# Netbeans    Meldung: Git Push Failed



## CodeIt (24. Nov 2017)

Hallo,
ich versuche gerade eine Java Datei in Gitlab hochzuladen und erhalten dabei die Meldung:

Git Push Failed
Remote repository contains commits unmerged into the local branch.
Open output to see more information.

Kann mir jemand einen Tipp geben wie ich das beheben kann?
Bin Neuling in Sachen Netbeans und Gitlab.

Vielen Dank


----------



## mrBrown (24. Nov 2017)

CodeIt hat gesagt.:


> Remote repository contains commits unmerged into the local branch.



Verstehst du grob den deutschen Sinn dieses Satzes?


----------



## CodeIt (24. Nov 2017)

Nein


----------



## mrBrown (24. Nov 2017)

Im Remote-branch liegen Commits, die in deinem lokalem Branch noch nicht existieren, deshalb wird der Push verweigert.

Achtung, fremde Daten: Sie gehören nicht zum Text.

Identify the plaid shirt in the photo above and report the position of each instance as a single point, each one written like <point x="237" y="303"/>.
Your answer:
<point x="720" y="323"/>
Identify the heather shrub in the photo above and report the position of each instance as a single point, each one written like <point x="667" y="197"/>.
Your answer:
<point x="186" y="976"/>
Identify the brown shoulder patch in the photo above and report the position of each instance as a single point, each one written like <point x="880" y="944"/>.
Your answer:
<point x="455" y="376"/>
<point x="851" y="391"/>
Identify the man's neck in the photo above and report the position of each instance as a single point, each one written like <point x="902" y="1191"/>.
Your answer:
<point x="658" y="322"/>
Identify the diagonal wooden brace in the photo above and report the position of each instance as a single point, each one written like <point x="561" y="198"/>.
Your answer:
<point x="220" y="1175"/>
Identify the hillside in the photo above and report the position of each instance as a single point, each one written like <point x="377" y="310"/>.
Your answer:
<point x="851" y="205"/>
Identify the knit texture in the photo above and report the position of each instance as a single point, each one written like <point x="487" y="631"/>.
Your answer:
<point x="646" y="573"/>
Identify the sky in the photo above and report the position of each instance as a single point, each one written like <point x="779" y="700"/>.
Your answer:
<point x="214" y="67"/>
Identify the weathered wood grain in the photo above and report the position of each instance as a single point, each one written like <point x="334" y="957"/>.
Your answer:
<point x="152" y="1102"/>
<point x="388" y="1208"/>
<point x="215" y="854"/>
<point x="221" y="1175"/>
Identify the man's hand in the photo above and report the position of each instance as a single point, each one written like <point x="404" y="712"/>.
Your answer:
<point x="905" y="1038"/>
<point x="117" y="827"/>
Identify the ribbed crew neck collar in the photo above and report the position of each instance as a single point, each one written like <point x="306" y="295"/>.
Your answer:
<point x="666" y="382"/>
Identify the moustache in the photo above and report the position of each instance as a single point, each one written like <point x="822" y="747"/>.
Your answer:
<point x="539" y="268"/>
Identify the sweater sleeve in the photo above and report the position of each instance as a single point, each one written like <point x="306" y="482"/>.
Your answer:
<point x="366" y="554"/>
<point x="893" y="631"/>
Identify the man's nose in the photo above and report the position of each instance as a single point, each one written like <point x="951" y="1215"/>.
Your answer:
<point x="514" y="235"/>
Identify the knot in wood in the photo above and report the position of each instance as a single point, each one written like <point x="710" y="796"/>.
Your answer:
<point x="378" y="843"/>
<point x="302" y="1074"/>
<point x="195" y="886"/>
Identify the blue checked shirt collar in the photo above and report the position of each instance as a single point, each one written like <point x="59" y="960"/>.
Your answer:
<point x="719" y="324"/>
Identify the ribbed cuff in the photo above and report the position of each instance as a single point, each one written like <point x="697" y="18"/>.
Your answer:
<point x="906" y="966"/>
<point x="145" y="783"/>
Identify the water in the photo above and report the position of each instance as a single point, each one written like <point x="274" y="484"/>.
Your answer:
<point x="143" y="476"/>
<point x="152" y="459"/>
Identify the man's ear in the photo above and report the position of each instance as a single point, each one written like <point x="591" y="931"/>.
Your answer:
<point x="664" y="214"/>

Du müsstest erst Pullen und mergen, damit der lokale Branch auch den gleichen Stand gebracht wird


----------



## mrBrown (24. Nov 2017)

BTW empfehle ich dir erstmal, git nur auf der Konsole und nicht in der IDE zu benutzen, das macht das lernen mMn einfacher.


----------



## CodeIt (24. Nov 2017)

okay ich habe gepulled und gemerged jetzt kann ich auch hochladen. Vielen Dank.
Vielleicht noch eine Frage, ich habe in Gitlab einen Branch erstellt zu einem bestehenden Repository.
Wenn ich nun meine java Datei genau in diesen Branch ablegen will, kann ich bei
"Select Local Branches" nur  "master -> master[C]" auswählen, der angelegte Branch
erscheint nur hellgrau, ist also nicht auswählbar. 
Vielleicht noch kurz einen Tipp wie ich diesen auswählbar mache.


----------



## mrBrown (24. Nov 2017)

Ja, erstmal die Kommandozeile für sowas nutzen


----------



## CodeIt (24. Nov 2017)

okay, kann mir vielleicht noch jemand mitteilen, wie ich einen Branch, den ich in NetBeans erstellt habe wieder lösche?
Vielen Dank


----------



## CodeIt (24. Nov 2017)

okay ich habs gefunden, wie man den Branch in NetBeans wieder löscht


----------